Eight boys - seven of whom were aged 15 to 19 and one of whom was aged 26 - were killed Thursday and nine more wounded when the gunman entered the yeshiva in Jerusalem's Kiryat Moshe neighborhood and opened fire in the library. Three of the wounded were in a critical condition.
Initially, an organization calling itself Galilee Freedom Battalions-the Martyrs of Imad Mughniyeh claimed responsibility for the attack, according to Hezbollah's Al-Manar television station, while Israel Police spokesman Micky Rosenfeld said the gunman had acted alone.
Rosenfeld added the gunman came from a neighborhood where Palestinian residents hold Israeli ID cards that give them freedom of movement in Israel.
The man worked as a driver, Rosenfeld confirmed, but would not provide further details.
Abu Dahim was arrested by Israeli authorities four months ago and then released two months later, they said. The residents would not give their names because the family had not authorized them to release the information.
Palestinian President Mahmoud Abbas, who condemned the seminary attack, suspended negotiations this week because of the spike in violence in the Gaza Strip, but later backed down under pressure from the U.S.

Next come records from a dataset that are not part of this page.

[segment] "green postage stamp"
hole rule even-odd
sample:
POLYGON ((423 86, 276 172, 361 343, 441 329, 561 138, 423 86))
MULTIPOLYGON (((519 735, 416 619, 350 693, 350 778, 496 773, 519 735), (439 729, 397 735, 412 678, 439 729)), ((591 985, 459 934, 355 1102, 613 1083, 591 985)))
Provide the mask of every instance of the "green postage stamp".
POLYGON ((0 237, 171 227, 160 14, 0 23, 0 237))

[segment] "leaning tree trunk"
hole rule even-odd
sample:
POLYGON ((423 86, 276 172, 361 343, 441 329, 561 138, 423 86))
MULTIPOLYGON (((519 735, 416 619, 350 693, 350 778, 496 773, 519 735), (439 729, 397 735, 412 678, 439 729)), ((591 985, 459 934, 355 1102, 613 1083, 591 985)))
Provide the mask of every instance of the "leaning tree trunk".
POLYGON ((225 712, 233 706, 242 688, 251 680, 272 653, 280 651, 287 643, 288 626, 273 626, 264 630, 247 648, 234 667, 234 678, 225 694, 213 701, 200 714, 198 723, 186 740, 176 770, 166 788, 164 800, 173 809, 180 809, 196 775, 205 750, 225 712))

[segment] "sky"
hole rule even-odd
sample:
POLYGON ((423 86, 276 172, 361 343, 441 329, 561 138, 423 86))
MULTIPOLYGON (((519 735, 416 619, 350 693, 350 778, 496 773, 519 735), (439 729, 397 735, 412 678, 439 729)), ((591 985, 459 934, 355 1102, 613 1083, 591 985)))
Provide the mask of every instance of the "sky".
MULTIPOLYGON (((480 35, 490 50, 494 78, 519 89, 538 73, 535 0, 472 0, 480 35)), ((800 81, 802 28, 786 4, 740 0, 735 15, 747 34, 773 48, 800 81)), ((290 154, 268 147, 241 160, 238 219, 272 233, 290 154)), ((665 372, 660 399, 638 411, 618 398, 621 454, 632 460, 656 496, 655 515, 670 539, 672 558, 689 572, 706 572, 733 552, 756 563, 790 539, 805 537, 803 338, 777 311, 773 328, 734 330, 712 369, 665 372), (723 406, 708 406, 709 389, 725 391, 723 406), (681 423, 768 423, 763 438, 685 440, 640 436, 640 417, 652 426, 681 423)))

Mark Regev, a spokesman for Prime Minister Ehud Olmert, said that the shooting had almost certainly been organized in the West Bank. He would not confirm that Israel had reached a decision to continue peace talks, but did not deny the other official's statement that negotiations would go on.
Lebanon: Israeli warplanes fly over Beirut
Israel Air Force planes flew over the Lebanese capital Beirut on Friday, Lebanese security sources said. Officials said the two IAF aircraft violated Lebanese airspace and flew over Beirut at a medium altitude briefly before leaving the area.
A spokesperson for the Israel Defense Forces said the IDF knew of no activity in Beirut.
The IAF frequently flies reconnaissance missions over south Lebanon and has drawn ground fire from Lebanese troops on at least two occasions since the cease-fire in August 2006 which ended the month-long Second Lebanon War between Israel and Hezbollah.
They have occasionally flown over Beirut as well. Three IAF reconnaissance planes violated Lebanese airspace in southern Lebanon Thursday, the Lebanese army said in a statement Friday.
The latest Israeli overflights come amid tensions over Thursday's attack in Jerusalem at the rabbinical seminary. Hezbollah's Al-Manar satellite TV station said a previously unknown group called the Martyrs of Imad Mughniyeh and Gaza was responsible for the attack - a claim that could not immediately be verified.
Mughniyeh, a senior Hezbollah commander, was killed in a car bomb in Syria last month. Hezbollah has blamed Israel for the assassination and vowed retaliation.